Solutions in response to unexpected crises
Businesses with diversity in their sources of income, supply chains and product range show more robustness. An example here is businesses that use both new and refurbished components, serve various customer segments or offer products as a service. These businesses are less dependent on a single model and can find an alternative solution more quickly, which means that unexpected setbacks have less impact.
When the electronics supply chain was disrupted, for example, it turned out that reusing components and refurbished products not only represented a solution for businesses, but was also increasingly accepted by customers. This generated permanent extra income from which these businesses continue to benefit.
New revenue models offer opportunities
Long-term relationships are a powerful means of increasing resilience. They provide more stable and predictable revenue and create opportunities for additional revenue models, such as:
- Retrofitting, refurbishment, remanufacturing: repairing, upgrading and selling products that have reached the end of their first phase of life.
- Part harvesting: reusing valuable components for repair or sale.

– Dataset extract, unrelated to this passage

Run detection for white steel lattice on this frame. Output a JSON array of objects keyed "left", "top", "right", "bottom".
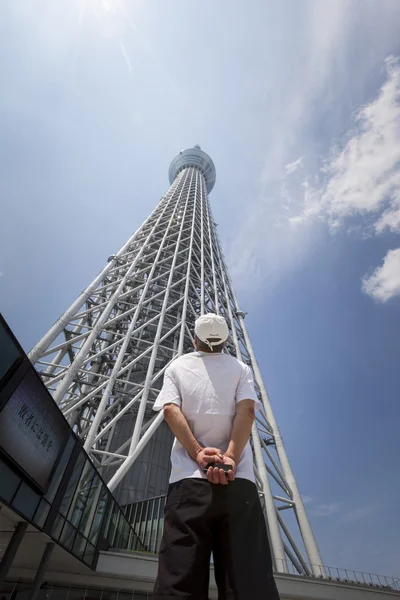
[{"left": 30, "top": 146, "right": 323, "bottom": 575}]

These revenue models can exist in parallel and respond to the needs of different customers or users. Although they create extra dependencies, they also offer flexibility by providing multiple solutions. If something unexpected happens, some of these revenue models may remain operational, or knowledge from one activity may lead to new insights and solutions for others. In this respect, the network of interdependencies, far from being a limitation, is a powerful means of ensuring resilience.
Resilient business: how do you get started?
Start small and learn fast
A circular transformation starts with small-scale experiments according to the fail-fast principle: you make inexpensive errors with a known maximum cost and a high potential return.1 An example of the maximum cost might be a limited time investment or a small budget that you determine in advance in order to test out your approach. The high potential return might be finding new sales opportunities, access to new markets or improved delivery reliability.
This enables you to gain experience while limiting the risks at the same time, so that making mistakes isn’t a big deal: the focus is on learning and taking advantage of opportunities. In addition, this approach quickly provides valuable insights and experience, which come in handy when an ‘unexpected’ crisis occurs.
Prepare for the future
By experimenting, you can reduce uncertainty about sudden changes. Past solutions are no guarantee of future performance, but by testing on a small scale you build up a better picture of what’s feasible and why. That way you avoid falling into the trap of thinking: ‘We’ve always done it this way and it’s produced adequate results.’
Understand the bigger picture
How do different initiatives work together? What are the long-term effects? By looking at the numerous relationships between the different initiatives, you can also spot new links. These may lead to you setting up an extra fail-fast project. By gaining experience, you increase your understanding and prevent yourself from acting purely on the basis of theoretical knowledge. After all, practice is not the product of theory.
Conclusion: build a resilient business
Long-lasting relationships such as long-term contracts and co-creation with shared goals increase the robustness and resilience of your business. By consciously entering into long-term partnerships, you gain more control over the relationship and the potential joint results.
Combining different revenue models increases your organisation’s flexibility and learning capacity. This makes your cost-benefit model more resilient and less sensitive to unexpected, unplanned events. If you embrace interdependencies and take a step-by-step approach to them, your business will learn faster and be better prepared.
Does your business have experience of this? And are circular concepts involved?